Think about how special (or not) I feel to get an email that is obviously a-one-size-fits-all message. There's me with my looong profile and I get a half-ass message. It doesn't even count as an email at all. It's frankly spam.

It gets worse. The template message is so short that there isn't even any punctuation in it! ;)~ Not only that, it's asking me ('cause clearly the guy is not!) to go for coffee.

Funny, I think, didn't it JUST say on my profile that I've NEVER had a coffee in my life, so we probably wouldn't do that for a first date!

Well, if spammy-message-man bothered to read my profile and knew at least basic English, he wouldn't be blushing this very instant. He also wouldn't have received a "direct" message from me stating what I just said here.

But it gets worse, yes, A LOT worse.

I get a message back, with complete disregard for my pointing out that my profile wasn't read, asking me something irrelevant - I Read Delete.

I then, believe it or not, had to give my same response to another guy who did the same thing!! Yes, he asked me out for coffee when I said I've never had coffee in my life on my profile! (I know what a few of you smart-ass ones are thinking - maybe he just meant a drink, a juice, a chat, a kumbaya dance, whatever - but nope. I can read between the lines, and this was easy 'cause there weren't any! And frankly, I know what's up. Hey, I created this blog for you, didn't I? ;)

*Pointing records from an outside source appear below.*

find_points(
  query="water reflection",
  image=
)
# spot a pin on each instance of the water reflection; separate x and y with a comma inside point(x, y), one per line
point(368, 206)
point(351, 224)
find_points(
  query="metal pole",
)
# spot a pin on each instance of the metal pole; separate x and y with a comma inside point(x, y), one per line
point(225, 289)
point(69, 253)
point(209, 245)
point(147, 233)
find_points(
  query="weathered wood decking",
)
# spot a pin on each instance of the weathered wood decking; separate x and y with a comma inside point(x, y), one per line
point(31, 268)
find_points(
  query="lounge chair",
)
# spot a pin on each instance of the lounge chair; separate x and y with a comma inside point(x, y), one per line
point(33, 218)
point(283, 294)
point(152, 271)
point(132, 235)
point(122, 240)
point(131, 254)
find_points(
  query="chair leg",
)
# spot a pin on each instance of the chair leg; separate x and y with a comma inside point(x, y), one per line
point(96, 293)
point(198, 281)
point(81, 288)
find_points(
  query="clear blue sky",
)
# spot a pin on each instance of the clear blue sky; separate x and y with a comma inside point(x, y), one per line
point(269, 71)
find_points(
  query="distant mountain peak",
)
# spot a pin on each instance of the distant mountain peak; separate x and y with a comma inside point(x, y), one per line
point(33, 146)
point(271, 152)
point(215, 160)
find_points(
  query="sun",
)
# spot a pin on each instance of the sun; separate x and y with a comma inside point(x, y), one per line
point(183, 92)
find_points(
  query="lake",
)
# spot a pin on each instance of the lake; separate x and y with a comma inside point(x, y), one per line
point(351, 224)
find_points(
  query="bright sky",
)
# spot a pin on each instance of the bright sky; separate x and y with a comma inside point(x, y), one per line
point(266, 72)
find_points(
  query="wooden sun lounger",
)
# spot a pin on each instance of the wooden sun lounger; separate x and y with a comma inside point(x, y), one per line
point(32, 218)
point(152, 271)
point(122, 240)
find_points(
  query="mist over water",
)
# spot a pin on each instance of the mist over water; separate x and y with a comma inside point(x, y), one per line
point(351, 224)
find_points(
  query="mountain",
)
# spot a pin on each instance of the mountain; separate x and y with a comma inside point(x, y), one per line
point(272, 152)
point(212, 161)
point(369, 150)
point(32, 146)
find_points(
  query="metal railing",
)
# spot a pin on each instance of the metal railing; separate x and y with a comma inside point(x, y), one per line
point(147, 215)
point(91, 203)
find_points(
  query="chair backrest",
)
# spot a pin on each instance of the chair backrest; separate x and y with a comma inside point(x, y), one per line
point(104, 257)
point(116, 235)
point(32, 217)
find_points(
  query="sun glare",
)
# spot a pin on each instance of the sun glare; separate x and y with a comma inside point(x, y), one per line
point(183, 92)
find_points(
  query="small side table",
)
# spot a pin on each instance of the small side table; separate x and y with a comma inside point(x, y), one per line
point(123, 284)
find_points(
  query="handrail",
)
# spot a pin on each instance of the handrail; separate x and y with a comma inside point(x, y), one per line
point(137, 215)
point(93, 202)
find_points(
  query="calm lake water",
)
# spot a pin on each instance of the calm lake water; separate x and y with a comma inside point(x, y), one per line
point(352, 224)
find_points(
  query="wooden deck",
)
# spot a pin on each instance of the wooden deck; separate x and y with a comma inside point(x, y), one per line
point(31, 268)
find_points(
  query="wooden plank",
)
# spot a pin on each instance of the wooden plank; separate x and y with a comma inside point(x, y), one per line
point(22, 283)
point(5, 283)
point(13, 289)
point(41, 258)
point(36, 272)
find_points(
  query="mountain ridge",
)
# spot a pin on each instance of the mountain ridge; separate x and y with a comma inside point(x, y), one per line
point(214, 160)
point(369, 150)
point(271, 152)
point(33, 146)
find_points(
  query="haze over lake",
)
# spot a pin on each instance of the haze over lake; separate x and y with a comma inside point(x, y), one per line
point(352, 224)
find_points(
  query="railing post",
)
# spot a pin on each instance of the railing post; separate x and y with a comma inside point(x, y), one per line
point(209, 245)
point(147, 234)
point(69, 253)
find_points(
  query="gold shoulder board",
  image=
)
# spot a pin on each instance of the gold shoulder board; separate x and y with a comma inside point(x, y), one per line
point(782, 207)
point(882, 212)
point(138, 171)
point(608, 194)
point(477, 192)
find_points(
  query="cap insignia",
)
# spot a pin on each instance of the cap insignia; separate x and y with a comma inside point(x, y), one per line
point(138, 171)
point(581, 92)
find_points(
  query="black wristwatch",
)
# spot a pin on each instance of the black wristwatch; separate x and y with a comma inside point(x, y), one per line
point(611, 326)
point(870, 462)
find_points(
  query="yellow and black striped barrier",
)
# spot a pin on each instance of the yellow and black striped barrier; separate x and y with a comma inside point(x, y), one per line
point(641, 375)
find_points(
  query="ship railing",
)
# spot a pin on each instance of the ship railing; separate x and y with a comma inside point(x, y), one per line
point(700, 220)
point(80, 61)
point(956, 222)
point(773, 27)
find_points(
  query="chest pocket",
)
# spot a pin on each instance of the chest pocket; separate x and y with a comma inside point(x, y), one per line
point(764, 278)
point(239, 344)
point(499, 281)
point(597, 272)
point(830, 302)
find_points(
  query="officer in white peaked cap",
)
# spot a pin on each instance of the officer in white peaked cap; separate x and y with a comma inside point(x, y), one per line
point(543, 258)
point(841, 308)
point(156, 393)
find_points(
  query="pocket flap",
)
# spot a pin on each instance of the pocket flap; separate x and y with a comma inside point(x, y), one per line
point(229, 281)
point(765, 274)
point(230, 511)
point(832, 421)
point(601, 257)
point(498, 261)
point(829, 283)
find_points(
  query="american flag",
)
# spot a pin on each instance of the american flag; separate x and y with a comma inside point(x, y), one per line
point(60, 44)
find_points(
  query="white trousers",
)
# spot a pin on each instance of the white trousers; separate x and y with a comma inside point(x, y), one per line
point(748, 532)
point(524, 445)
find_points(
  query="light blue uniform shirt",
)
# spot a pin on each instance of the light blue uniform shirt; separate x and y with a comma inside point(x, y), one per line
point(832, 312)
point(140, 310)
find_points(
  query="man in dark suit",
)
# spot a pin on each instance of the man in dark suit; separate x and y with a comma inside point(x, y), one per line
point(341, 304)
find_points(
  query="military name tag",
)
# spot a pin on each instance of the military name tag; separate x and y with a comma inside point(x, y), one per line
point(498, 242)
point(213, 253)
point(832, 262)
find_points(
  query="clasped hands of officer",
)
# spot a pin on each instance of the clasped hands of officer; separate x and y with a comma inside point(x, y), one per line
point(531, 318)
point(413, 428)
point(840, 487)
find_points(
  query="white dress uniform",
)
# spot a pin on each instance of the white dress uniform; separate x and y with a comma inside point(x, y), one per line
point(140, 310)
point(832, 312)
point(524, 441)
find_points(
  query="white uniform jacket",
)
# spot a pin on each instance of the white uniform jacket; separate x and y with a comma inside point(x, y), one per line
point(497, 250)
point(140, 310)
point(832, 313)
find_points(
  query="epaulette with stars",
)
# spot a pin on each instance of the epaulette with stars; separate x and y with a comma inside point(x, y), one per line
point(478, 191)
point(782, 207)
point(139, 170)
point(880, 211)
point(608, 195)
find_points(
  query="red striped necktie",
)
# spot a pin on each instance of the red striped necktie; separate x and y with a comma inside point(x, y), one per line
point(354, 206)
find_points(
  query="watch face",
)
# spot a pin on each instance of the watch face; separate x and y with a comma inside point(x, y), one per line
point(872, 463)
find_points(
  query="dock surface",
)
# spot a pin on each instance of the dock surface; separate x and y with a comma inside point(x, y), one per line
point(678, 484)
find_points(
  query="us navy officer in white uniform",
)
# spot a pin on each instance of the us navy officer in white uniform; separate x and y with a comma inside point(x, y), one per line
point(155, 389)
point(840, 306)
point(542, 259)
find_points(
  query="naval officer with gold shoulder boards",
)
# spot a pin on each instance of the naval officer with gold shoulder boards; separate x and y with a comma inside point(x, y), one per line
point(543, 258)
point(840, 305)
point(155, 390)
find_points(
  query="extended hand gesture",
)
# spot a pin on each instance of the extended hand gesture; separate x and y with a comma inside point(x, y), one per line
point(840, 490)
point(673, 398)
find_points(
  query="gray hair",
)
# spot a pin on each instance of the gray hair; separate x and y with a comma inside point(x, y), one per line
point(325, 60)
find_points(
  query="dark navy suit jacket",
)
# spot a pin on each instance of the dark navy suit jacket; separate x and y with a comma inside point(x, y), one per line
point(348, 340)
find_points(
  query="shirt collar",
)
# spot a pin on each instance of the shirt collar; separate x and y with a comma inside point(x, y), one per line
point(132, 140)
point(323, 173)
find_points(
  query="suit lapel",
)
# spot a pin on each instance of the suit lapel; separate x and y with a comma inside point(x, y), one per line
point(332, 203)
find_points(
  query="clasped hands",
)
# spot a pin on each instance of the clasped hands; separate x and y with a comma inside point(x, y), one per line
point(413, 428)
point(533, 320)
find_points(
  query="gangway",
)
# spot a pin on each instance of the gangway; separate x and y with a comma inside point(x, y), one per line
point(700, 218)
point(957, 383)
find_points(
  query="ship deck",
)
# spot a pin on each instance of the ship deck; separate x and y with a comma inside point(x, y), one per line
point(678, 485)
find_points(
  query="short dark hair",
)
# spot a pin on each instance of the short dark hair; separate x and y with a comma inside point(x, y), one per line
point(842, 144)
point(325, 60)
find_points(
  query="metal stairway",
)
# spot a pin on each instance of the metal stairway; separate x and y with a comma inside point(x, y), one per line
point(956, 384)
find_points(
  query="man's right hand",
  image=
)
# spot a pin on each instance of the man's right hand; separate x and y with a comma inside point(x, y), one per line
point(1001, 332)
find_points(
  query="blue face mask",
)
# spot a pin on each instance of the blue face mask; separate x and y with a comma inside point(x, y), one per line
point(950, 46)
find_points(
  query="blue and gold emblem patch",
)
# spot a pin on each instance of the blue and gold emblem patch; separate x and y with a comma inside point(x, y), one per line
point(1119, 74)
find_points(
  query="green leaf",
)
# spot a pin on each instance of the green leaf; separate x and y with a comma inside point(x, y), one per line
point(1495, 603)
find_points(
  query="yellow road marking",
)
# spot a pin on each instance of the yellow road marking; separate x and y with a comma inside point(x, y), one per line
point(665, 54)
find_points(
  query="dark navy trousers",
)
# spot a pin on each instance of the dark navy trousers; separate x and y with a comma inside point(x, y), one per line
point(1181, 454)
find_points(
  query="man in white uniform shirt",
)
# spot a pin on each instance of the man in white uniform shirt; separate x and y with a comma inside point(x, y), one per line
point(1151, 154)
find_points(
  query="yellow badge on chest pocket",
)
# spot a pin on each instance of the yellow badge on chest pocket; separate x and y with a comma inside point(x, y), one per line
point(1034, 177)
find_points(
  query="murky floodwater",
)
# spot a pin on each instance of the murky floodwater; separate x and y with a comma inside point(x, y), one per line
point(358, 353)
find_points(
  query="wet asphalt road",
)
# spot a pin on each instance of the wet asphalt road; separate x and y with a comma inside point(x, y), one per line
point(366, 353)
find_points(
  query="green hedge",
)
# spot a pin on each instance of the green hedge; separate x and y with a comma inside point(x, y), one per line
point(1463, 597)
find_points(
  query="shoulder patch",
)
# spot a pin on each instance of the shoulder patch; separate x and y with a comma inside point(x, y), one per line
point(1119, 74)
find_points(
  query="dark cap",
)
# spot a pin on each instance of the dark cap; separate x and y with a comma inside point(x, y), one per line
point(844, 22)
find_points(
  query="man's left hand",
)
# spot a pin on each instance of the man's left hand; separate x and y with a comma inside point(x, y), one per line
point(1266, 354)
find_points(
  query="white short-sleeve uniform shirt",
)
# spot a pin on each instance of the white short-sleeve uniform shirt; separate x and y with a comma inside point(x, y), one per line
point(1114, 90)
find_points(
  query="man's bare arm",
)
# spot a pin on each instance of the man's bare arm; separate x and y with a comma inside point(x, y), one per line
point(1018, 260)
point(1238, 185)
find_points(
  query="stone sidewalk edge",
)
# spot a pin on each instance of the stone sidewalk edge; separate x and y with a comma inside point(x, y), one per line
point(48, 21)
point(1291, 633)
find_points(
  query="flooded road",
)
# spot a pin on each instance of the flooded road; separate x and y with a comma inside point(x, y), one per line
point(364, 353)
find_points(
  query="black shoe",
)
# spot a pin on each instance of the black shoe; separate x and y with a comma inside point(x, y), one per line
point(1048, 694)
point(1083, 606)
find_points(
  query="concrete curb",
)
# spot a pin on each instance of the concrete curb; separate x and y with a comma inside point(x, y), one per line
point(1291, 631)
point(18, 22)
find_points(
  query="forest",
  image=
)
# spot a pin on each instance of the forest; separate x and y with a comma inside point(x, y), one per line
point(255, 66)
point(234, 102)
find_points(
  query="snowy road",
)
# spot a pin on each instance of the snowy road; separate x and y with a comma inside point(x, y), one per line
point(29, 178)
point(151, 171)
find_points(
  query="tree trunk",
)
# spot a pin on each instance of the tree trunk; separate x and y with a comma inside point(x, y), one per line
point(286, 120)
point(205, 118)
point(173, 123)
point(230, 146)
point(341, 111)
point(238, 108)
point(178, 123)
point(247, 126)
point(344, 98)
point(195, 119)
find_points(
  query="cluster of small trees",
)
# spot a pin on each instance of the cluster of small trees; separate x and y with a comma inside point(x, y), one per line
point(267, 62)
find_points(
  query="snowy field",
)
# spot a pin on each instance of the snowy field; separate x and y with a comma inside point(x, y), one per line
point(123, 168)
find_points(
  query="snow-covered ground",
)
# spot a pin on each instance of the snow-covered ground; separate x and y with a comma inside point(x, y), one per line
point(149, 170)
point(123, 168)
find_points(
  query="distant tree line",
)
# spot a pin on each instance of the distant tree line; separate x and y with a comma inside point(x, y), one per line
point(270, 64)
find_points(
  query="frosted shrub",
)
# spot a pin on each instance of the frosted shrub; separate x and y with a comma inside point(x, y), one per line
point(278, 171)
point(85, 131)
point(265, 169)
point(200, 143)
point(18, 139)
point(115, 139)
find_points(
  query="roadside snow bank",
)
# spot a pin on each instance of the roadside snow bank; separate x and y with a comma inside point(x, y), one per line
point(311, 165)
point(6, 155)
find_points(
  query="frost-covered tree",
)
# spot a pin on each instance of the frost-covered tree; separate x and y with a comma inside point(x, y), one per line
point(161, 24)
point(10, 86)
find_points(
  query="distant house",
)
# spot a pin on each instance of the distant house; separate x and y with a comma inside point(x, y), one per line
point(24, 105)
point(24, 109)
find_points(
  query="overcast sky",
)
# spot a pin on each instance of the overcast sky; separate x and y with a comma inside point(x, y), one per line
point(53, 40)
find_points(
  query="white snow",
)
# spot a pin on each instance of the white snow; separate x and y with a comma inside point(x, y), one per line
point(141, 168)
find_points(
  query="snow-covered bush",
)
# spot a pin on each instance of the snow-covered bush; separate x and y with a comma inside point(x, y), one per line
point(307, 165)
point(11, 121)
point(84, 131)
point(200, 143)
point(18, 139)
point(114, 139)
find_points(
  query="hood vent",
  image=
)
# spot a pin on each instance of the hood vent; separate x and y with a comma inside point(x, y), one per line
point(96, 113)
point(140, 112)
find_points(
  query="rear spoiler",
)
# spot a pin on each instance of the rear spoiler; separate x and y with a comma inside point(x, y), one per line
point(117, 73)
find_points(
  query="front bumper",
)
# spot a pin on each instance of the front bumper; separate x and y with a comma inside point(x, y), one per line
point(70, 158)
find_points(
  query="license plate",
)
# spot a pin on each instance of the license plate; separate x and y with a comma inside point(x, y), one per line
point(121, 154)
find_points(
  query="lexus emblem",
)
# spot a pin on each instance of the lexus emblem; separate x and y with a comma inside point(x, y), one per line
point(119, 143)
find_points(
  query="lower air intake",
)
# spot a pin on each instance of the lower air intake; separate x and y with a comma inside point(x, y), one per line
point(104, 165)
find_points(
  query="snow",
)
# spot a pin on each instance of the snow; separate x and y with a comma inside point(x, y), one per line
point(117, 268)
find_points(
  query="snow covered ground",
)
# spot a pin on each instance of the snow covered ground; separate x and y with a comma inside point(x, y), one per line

This is the mistake I don't want you to make! Please save other women the frustration I went through with these online dating messages.

If you are writing her, clearly you want a response back! Well, stop losing the ladies over a lame copy-and-paste message and write a great online dating message.

Personalize it!

It shows you care. It shows respect. Heck, it makes you look like you give two-cents, even if you only give one, or none.

If anything, it's worth doing, if just so you don't look like a fool.